Exploring the optimal range of central venous pressure in sepsis and septic shock patients: A retrospective study in 208 hospitals.

Autor: Song X; Department of Critical Care Medicine, The First Affiliated Hospital of Sun Yat-Sen University, Guangzhou, 510080, PR China., Li J; Department of Critical Care Medicine, The First Affiliated Hospital of Sun Yat-Sen University, Guangzhou, 510080, PR China., Li S; Department of Critical Care Medicine, The First Affiliated Hospital of Sun Yat-Sen University, Guangzhou, 510080, PR China., Tang Z; Department of Critical Care Medicine, The First Affiliated Hospital of Sun Yat-Sen University, Guangzhou, 510080, PR China., Hu X; Department of Critical Care Medicine, The First Affiliated Hospital of Sun Yat-Sen University, Guangzhou, 510080, PR China., Zhu Y; Department of Critical Care Medicine, The First Affiliated Hospital of Sun Yat-Sen University, Guangzhou, 510080, PR China., Xu J; Department of Critical Care Medicine, The First Affiliated Hospital of Sun Yat-Sen University, Guangzhou, 510080, PR China., Lin X; Department of Pharmacology, The First Affiliated Hospital of Sun Yat-Sen University, Guangzhou, 510080, PR China., Guan X; Department of Critical Care Medicine, The First Affiliated Hospital of Sun Yat-Sen University, Guangzhou, 510080, PR China., Lui KY; Department of Critical Care Medicine, The First Affiliated Hospital of Sun Yat-Sen University, Guangzhou, 510080, PR China., Cai C; Department of Critical Care Medicine, The First Affiliated Hospital of Sun Yat-Sen University, Guangzhou, 510080, PR China. Electronic address: caichjie@mail.sysu.edu.cn.
Jazyk: angličtina
Zdroj: The American journal of the medical sciences [Am J Med Sci] 2024 Oct; Vol. 368 (4), pp. 332-340. Date of Electronic Publication: 2024 Jun 02.
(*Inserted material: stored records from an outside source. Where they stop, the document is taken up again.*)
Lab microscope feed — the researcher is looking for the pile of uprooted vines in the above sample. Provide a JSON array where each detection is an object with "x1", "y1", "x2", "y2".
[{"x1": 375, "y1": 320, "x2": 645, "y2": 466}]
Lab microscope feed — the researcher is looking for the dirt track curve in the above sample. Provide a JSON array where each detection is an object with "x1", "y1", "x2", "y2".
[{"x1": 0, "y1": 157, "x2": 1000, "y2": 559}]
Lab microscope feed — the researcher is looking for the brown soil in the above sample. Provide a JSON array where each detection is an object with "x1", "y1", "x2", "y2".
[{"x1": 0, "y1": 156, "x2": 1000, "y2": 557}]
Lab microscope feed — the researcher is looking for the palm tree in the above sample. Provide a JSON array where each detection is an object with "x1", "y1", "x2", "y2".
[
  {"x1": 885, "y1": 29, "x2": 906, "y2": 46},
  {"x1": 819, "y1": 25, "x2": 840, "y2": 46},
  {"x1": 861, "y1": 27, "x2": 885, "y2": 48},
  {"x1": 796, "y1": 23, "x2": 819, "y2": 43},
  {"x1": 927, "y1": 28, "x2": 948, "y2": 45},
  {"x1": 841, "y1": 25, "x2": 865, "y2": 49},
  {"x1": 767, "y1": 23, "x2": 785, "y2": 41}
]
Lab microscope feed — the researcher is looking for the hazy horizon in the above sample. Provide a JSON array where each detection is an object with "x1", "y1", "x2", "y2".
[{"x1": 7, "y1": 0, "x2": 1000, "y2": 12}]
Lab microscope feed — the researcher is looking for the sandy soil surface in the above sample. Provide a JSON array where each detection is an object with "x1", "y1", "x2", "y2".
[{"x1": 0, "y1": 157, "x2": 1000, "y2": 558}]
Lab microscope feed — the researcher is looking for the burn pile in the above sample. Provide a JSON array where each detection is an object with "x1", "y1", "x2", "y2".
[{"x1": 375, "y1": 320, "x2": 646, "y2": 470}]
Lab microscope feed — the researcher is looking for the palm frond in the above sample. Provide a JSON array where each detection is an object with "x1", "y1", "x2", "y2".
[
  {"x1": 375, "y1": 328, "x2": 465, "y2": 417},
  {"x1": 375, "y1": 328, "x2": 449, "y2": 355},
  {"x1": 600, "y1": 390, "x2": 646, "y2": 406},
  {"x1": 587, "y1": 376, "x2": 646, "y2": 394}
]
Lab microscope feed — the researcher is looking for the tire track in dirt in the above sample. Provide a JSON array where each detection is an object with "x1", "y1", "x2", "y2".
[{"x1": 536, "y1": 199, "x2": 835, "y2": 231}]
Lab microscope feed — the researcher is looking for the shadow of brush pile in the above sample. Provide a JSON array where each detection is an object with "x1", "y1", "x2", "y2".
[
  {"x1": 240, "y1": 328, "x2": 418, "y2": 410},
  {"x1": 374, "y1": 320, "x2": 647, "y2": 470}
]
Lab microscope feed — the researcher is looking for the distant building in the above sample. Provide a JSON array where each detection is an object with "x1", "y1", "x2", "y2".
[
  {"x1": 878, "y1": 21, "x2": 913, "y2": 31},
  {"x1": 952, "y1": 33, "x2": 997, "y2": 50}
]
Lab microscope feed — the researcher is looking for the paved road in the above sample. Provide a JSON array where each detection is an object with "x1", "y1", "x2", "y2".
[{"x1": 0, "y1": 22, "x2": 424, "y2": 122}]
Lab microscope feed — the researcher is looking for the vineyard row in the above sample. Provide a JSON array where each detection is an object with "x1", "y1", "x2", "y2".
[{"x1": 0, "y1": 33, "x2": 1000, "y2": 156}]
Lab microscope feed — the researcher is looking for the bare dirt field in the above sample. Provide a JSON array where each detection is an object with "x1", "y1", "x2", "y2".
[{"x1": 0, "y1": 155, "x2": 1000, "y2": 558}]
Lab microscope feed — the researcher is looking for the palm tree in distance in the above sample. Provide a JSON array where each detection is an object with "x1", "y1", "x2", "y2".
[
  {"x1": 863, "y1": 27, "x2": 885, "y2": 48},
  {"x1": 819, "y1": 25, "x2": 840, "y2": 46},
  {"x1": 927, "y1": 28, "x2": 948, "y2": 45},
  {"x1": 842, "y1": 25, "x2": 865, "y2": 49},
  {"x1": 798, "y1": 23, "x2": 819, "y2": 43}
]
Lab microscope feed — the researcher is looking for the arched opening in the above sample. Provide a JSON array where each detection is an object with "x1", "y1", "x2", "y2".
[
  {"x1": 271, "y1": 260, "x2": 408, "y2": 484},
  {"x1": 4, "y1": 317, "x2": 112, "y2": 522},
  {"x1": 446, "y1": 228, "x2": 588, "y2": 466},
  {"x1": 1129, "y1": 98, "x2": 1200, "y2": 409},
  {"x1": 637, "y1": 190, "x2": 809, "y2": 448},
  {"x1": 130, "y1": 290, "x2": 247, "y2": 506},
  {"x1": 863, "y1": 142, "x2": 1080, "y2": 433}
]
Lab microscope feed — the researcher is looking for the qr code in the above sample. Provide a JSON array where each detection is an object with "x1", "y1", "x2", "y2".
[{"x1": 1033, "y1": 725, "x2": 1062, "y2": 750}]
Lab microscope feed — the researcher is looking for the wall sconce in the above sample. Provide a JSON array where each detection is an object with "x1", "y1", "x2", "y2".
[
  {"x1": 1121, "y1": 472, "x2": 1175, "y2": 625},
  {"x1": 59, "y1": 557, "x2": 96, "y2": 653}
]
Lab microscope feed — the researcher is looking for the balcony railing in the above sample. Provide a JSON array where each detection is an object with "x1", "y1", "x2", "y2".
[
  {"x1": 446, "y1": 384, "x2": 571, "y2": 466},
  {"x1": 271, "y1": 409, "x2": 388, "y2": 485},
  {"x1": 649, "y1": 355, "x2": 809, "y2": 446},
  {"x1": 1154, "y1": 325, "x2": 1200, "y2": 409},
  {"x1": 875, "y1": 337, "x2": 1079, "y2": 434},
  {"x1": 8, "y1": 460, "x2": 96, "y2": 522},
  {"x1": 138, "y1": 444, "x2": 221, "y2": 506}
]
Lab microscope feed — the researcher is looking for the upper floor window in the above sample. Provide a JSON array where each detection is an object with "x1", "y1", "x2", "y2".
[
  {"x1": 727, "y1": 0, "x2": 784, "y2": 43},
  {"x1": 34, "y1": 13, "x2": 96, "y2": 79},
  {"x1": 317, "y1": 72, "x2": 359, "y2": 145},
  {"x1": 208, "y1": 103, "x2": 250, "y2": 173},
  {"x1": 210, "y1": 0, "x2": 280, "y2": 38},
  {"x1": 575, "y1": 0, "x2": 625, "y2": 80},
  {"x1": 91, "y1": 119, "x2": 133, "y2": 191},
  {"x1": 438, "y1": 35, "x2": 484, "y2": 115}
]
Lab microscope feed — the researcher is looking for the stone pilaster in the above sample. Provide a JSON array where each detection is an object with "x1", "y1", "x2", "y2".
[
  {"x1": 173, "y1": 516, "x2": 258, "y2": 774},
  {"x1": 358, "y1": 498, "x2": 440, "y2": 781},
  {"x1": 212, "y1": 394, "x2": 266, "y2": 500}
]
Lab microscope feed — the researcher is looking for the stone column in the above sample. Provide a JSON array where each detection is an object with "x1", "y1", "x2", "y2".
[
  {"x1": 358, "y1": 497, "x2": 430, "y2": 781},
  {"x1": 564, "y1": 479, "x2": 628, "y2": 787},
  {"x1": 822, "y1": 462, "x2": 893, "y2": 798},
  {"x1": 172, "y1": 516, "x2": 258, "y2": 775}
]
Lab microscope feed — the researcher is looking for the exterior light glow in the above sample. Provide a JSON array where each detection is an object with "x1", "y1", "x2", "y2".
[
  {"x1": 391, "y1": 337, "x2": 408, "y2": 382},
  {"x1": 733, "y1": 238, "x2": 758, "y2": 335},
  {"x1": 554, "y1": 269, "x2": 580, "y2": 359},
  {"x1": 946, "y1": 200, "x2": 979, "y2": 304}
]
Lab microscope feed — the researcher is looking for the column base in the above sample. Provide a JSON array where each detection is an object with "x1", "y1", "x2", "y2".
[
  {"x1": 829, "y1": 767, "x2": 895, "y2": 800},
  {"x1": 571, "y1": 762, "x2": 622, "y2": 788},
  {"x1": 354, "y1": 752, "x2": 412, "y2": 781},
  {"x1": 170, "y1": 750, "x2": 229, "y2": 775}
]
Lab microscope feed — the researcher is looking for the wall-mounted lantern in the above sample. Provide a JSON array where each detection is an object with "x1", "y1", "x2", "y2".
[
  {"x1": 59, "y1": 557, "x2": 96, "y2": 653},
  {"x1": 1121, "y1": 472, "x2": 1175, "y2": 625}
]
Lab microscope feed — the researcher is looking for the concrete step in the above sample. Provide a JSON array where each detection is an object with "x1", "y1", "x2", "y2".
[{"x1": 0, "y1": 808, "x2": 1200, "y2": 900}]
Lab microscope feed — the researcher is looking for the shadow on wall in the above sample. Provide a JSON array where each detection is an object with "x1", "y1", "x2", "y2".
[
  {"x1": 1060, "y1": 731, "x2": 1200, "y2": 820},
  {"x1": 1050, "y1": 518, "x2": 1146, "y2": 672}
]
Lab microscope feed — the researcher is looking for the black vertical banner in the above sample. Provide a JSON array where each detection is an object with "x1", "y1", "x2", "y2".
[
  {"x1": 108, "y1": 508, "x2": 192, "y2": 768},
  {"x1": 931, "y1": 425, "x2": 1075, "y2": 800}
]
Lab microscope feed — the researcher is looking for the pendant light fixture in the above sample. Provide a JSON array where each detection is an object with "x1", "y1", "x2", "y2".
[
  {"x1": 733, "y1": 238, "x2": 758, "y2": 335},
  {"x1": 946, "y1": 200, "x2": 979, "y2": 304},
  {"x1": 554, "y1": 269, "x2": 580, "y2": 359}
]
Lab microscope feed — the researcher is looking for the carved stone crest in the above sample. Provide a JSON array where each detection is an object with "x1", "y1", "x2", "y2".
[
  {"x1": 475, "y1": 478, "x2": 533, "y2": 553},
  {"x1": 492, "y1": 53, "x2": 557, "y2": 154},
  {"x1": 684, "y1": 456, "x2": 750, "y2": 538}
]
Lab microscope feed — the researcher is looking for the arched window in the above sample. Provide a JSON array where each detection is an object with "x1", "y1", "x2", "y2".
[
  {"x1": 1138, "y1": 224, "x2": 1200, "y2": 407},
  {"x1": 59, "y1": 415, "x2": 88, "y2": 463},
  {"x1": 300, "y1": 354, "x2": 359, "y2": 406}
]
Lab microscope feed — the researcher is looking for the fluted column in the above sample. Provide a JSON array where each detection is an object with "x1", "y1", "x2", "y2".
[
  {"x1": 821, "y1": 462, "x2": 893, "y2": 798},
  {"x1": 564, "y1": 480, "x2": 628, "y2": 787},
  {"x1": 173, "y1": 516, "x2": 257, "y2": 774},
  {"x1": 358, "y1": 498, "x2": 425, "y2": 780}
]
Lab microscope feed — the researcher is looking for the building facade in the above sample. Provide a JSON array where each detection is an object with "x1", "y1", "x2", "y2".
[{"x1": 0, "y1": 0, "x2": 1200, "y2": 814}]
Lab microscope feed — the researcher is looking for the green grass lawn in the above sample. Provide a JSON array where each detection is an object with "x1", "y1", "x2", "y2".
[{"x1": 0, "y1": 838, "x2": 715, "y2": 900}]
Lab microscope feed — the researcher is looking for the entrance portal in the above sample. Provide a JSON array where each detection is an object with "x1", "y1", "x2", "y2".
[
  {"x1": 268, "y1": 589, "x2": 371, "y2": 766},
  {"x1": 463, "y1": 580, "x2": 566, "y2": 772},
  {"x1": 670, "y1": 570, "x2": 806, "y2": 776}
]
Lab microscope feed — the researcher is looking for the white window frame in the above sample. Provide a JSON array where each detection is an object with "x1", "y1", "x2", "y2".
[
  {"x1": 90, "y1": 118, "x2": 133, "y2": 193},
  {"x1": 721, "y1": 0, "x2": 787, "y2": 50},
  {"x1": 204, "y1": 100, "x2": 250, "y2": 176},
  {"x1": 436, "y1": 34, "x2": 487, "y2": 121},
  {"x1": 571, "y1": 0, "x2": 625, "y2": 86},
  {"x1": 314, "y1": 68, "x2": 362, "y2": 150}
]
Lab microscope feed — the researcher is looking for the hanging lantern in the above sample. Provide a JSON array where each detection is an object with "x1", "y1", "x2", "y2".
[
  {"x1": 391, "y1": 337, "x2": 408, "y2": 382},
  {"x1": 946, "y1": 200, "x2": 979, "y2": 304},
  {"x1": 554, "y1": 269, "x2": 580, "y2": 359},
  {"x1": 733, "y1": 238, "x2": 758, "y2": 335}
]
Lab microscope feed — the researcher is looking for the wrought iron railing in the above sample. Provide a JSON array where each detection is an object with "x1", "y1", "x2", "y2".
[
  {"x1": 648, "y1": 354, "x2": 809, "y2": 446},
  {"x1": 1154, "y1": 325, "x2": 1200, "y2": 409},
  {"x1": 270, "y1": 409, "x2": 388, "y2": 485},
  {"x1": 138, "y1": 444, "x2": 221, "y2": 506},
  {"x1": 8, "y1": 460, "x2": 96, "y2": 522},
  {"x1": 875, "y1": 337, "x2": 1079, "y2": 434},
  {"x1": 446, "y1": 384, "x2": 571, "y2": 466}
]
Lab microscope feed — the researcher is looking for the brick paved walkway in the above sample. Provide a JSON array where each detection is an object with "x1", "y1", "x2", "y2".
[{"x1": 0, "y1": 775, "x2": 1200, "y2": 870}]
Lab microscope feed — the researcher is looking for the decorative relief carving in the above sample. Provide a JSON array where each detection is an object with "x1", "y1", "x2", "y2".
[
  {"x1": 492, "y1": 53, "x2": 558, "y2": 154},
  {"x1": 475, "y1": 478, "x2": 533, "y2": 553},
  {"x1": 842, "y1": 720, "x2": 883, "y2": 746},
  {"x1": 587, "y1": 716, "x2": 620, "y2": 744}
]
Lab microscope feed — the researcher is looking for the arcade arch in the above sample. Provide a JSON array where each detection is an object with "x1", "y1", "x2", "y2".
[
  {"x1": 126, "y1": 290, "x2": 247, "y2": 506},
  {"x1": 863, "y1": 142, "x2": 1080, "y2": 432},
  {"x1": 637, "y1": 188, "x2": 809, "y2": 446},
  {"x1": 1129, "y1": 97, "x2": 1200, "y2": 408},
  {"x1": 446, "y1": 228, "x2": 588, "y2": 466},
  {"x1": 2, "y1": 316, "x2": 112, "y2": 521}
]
DOI: 10.1016/j.amjms.2024.05.021
Abstrakt: Background: The aim of this study was to investigate the optimal CVP range in sepsis and septic shock patients admitted to intensive care unit.
Methods: We performed a retrospective study with adult sepsis patients with CVP records based on the eICU Collaborative Research Database. Multivariable logistic regression was performed to explore the associations between CVP level and hospital mortality. Non-linear correlations and optimal CVP range were explored using restricted cubic splines (RCS).
Results: A total of 5302 sepsis patients were included in this study. Patients in 4-8 mmHg group owned the lowest odds ratio for raw hospital mortality (19.7%). The logistic regression analyses revealed that hospital death risk increased significantly when mean CVP level exceeds 12 mmHg compared to 4-8 mmHg level. U-shaped association of CVP with hospital mortality was revealed by RCS model in septic shock patients and the optimal range was 5.6-12 mmHg. While, there was a J-shaped trend for non-septic shock patients. For non-septic shock patients, patients had an increased risk of hospital death only if CVP exceeded 11 mmHg.
Conclusions: We observed U-shaped association between mean CVP level and hospital mortality in septic shock patients and J-shaped association in non-septic shock patients. This may imply that patients with different severity of sepsis have different CVP requirements. We need to monitor and manage CVP according to the circulatory status of the sepsis patient.
Competing Interests: Declaration of competing interest The authors declare that they have no competing interests.